Two factors have the greatest impact on how a mp4 will look played back from your TiVo:

1. The bit rate
2. The encoding method. There are quick and dirty MPEG4 encoding methods and there is H264, which has a lot of paramters that strongly effect transcoding time and quality. Either one can do an acceptable quality but the more you compress, while trying to maintain that quality, the longer it will take to encode. This is greatly affected by your PC's throughput.

2.2 GB for 22 mins is about 13 Mbps bitrate. Typically you would try to compress the file size (i.e. bit rate rate) by a factor of 2X to 4X, with the 4X factor requiring a lot more computer effort (time) unless you are willing to compromise quality. You have to experiment with the tradeoffs using your particular computer to find your sweet spot, i.e., where the compression is worth the time it takes.

The point I'm finally getting to is that encoded dimensions are not nearly as critical to how it will look played back as the bit rate (or compression factor).
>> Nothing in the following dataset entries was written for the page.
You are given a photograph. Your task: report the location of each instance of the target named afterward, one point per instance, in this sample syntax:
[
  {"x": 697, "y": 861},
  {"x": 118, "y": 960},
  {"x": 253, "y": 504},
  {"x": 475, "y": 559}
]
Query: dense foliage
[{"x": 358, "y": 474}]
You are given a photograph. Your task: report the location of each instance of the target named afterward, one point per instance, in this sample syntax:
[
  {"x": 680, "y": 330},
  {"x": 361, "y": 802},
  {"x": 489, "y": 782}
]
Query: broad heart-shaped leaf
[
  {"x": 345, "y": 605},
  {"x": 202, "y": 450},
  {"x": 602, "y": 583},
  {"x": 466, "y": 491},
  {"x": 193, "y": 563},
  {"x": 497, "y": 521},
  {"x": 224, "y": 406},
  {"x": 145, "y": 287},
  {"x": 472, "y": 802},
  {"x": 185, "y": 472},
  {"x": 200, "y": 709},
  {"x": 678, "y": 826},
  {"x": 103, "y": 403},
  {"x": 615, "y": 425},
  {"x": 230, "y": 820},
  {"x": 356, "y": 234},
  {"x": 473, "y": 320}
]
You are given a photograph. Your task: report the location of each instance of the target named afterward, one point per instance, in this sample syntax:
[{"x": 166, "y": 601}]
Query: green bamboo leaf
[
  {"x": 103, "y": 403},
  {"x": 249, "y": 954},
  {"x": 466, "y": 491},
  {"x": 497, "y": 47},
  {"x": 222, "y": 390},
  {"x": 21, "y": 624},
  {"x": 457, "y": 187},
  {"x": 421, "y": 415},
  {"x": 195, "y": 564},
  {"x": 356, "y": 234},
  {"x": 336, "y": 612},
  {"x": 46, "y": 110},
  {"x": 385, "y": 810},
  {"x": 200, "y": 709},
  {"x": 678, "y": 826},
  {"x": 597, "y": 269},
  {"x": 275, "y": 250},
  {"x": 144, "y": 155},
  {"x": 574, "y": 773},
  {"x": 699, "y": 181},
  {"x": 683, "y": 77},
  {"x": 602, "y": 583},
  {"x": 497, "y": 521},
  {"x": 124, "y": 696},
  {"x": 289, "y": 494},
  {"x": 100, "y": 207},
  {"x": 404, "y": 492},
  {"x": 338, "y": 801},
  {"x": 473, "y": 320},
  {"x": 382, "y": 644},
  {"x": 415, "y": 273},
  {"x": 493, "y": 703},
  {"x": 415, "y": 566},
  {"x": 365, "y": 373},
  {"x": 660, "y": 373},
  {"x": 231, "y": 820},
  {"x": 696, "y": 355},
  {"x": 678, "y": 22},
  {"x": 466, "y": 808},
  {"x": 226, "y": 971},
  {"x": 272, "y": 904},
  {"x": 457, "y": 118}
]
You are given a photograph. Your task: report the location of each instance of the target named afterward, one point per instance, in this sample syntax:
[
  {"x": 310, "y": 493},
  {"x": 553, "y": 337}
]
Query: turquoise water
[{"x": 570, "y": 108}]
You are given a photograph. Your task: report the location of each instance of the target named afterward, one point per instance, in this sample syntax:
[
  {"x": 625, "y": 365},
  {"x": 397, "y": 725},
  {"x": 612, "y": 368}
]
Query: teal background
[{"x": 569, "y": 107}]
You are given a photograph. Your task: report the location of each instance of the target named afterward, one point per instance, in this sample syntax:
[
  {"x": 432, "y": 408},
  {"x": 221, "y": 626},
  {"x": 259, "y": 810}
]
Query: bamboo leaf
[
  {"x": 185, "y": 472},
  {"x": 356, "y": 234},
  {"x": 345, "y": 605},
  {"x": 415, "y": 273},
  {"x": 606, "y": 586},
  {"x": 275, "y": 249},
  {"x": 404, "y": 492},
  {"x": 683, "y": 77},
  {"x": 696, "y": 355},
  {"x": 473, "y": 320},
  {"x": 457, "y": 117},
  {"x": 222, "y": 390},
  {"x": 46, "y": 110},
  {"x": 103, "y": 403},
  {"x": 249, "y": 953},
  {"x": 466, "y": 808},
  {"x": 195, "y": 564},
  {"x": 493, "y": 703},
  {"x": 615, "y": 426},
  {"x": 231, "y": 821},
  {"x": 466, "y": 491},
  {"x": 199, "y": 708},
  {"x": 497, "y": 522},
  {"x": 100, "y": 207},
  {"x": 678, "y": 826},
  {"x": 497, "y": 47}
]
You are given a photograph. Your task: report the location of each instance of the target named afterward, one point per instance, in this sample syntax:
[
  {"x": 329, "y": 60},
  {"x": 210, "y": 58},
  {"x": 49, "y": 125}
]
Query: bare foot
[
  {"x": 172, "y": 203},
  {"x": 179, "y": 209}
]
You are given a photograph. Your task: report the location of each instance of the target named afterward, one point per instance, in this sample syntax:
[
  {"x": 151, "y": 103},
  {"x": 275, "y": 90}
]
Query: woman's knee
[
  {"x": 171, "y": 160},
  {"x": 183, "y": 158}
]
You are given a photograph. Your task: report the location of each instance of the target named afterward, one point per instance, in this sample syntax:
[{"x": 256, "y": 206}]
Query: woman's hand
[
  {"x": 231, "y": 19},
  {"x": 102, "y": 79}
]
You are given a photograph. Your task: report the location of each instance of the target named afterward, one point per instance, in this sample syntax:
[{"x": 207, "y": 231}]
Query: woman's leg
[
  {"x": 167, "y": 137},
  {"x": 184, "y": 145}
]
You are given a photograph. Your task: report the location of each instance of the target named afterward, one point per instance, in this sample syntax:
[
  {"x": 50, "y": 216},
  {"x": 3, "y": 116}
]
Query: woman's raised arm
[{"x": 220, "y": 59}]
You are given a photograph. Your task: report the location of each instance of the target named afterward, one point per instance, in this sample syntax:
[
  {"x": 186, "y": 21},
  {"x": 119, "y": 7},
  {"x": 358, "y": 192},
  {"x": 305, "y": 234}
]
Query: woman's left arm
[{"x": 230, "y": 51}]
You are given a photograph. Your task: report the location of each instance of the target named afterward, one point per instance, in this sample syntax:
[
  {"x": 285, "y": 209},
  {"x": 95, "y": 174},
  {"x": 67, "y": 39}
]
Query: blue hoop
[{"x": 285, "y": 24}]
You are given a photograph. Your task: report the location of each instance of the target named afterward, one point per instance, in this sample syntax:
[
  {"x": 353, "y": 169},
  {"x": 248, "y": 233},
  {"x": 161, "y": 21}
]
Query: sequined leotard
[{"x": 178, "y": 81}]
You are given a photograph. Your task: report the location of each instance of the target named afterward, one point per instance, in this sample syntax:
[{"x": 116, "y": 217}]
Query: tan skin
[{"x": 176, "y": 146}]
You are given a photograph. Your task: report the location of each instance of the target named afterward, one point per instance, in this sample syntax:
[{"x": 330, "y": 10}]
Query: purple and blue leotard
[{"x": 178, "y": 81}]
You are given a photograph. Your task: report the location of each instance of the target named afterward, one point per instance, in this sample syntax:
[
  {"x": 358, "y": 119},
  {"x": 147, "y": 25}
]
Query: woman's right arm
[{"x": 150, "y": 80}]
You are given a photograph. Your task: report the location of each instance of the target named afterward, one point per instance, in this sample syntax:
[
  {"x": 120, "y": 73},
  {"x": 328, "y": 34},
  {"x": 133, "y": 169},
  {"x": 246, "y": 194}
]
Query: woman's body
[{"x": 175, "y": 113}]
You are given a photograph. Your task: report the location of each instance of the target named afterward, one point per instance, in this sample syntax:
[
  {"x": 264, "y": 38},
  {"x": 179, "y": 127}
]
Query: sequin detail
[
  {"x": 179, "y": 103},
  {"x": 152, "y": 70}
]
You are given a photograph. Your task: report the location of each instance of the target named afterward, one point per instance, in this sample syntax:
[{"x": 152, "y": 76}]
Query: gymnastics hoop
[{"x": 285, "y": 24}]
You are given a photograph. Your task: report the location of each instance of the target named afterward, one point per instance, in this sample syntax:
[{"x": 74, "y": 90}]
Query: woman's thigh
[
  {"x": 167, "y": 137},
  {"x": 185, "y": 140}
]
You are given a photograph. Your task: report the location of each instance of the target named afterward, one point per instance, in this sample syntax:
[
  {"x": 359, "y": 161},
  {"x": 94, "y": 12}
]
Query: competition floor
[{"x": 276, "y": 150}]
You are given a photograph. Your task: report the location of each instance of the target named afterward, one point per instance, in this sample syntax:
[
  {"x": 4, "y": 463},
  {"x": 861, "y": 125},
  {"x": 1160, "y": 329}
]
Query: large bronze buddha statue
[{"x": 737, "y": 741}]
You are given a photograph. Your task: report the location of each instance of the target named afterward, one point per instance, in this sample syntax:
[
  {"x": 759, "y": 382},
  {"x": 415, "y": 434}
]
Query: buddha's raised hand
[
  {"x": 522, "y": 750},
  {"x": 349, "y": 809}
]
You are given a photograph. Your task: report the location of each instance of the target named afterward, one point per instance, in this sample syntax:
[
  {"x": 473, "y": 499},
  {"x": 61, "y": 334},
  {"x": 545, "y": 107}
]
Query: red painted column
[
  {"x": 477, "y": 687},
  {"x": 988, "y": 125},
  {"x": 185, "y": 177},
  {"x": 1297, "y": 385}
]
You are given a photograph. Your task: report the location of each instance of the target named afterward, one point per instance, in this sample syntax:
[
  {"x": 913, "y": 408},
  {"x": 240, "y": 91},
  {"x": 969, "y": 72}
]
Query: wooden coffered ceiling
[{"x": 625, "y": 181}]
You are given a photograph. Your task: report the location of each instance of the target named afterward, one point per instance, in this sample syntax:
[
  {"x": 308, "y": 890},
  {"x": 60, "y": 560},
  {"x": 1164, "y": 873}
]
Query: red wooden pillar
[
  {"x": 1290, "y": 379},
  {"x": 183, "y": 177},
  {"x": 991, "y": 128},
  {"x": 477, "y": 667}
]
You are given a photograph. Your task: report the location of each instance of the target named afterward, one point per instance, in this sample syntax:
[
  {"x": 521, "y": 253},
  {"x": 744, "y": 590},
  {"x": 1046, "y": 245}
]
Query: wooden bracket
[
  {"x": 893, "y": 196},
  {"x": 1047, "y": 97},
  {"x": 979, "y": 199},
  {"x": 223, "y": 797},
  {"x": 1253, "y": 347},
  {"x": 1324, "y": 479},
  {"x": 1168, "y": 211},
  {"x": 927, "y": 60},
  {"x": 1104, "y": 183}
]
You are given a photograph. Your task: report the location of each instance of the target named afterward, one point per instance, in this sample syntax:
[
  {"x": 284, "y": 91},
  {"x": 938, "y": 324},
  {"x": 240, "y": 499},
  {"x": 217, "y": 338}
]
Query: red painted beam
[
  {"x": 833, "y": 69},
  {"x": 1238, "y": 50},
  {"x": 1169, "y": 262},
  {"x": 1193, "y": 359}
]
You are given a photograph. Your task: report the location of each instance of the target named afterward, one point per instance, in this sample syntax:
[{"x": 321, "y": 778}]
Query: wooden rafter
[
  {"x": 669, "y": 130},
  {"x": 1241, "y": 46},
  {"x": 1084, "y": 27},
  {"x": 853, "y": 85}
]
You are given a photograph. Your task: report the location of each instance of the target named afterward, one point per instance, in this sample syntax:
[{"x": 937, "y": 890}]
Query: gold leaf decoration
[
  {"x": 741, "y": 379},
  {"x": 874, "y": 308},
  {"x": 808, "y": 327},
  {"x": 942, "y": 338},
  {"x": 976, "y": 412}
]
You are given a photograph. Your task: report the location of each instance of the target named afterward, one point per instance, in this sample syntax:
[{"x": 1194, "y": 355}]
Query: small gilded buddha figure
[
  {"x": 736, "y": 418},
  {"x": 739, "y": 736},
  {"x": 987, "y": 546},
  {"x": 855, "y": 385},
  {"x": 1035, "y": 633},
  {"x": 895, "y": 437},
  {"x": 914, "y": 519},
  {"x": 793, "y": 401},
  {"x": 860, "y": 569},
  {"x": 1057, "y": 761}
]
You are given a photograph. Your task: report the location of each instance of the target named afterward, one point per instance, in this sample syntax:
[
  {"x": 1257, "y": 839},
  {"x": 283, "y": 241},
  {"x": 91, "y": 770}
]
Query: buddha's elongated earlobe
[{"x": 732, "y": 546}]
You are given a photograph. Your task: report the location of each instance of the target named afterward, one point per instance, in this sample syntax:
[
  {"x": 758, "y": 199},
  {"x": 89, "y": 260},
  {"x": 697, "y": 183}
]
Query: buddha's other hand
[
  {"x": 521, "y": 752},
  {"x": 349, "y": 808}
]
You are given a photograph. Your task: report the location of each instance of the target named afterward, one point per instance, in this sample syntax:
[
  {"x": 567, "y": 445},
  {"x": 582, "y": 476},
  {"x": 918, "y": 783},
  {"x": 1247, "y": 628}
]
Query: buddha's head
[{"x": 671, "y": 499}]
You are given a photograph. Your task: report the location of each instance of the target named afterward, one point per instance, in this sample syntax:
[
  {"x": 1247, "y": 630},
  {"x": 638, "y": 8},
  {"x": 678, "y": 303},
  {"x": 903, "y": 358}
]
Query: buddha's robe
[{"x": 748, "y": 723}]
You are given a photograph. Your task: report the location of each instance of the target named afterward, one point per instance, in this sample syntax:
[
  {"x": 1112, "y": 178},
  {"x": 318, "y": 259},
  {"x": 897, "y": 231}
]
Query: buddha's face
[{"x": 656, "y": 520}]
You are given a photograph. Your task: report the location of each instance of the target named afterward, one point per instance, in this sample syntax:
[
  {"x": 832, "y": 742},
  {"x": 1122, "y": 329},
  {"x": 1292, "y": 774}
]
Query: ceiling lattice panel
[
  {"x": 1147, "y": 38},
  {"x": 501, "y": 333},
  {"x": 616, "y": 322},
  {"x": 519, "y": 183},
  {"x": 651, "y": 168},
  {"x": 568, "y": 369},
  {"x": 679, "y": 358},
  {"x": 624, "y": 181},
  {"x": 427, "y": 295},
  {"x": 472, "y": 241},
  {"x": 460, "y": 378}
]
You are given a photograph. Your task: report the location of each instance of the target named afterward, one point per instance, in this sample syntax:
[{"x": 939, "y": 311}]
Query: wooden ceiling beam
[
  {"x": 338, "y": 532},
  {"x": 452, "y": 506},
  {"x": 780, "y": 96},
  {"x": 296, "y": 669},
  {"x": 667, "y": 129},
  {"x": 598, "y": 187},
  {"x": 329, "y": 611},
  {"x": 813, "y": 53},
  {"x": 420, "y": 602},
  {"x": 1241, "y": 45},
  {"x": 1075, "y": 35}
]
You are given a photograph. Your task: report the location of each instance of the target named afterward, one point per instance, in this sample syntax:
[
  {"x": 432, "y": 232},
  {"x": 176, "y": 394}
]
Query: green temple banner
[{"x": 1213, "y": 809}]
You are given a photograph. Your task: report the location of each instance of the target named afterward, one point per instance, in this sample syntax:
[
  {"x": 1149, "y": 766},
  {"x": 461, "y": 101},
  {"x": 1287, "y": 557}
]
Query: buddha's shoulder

For example a 1920x1080 encoding at 3 Mbps probably will not look as good as a 1280x720 encoding at 5 Mbps, and might not look as good as a 640x360encoding at 5 Mbps, assuming they are all encoded with the same H264 parameters. I've assumed 16:9 format for all cases.

I think achieving streaming speeds (i.e., encoding time equal to video length) with moderate quality H264 parameters will usually require a dual- or quad-core cpu.


----------



## lew (Mar 12, 2002)

http://code.google.com/p/streambaby/wiki/video_compatibility

may help the OP. You want to transcode to a "native tivo mode"


----------



## dlfl (Jul 6, 2006)

http://www.tivocommunity.com/tivo-vb/showthread.php?t=417335

http://www.tivocommunity.com/tivo-vb/showthread.php?t=434260


----------



## jbernardis (Oct 22, 2003)

lew said:


> may help the OP. You want to transcode to a "native tivo mode"


Thanks - I'm familiar with that page and have even tried the ffmpeg recipe there. Last night I also trie the kmttg ff_tivo_hd recipe, but again my 2.2 GB file only reduced to 2.18GB.

I think the lesson I got from the post above, is that reducing the frame size is not so much of an issue if I maintain a reasonable bit rate. When I change the frame size to 704x384 (or whatever it was) with a bit rate of 5000K, I got a reasonable result with significant file size savings. I was even able to stream the file - I was just under the impression that I was sacrificing the qualities of HD by having what I thought was only 384 "scan" lines.

Interestingly, the 704x384 ratio was not the exact same ratio of the original file - it was off by a few decimal places. When I changed the frame size to have the exact same ratio, I got a file that played fine on the PC, but when I streamed it to the tivo, it was messed up. At first I thought it was getting squeexed to 4x3, and it did indeed have pillars, but then I realized that the picture looked correct, but that the right hand side was being cut off by the right side pillar (the leftside was fie, so I was actually missing a significant amount of th right side). I'm not sure if that was caused by streambaby, the tivo, or my sharp TV (which has its own quirks). I went back to the original ratio, and the full-width image was restored.

So I'll use this recipe for my 16x9 video, and I have to experiment with my 4x3 video to determine what the best frame size to use there is.


----------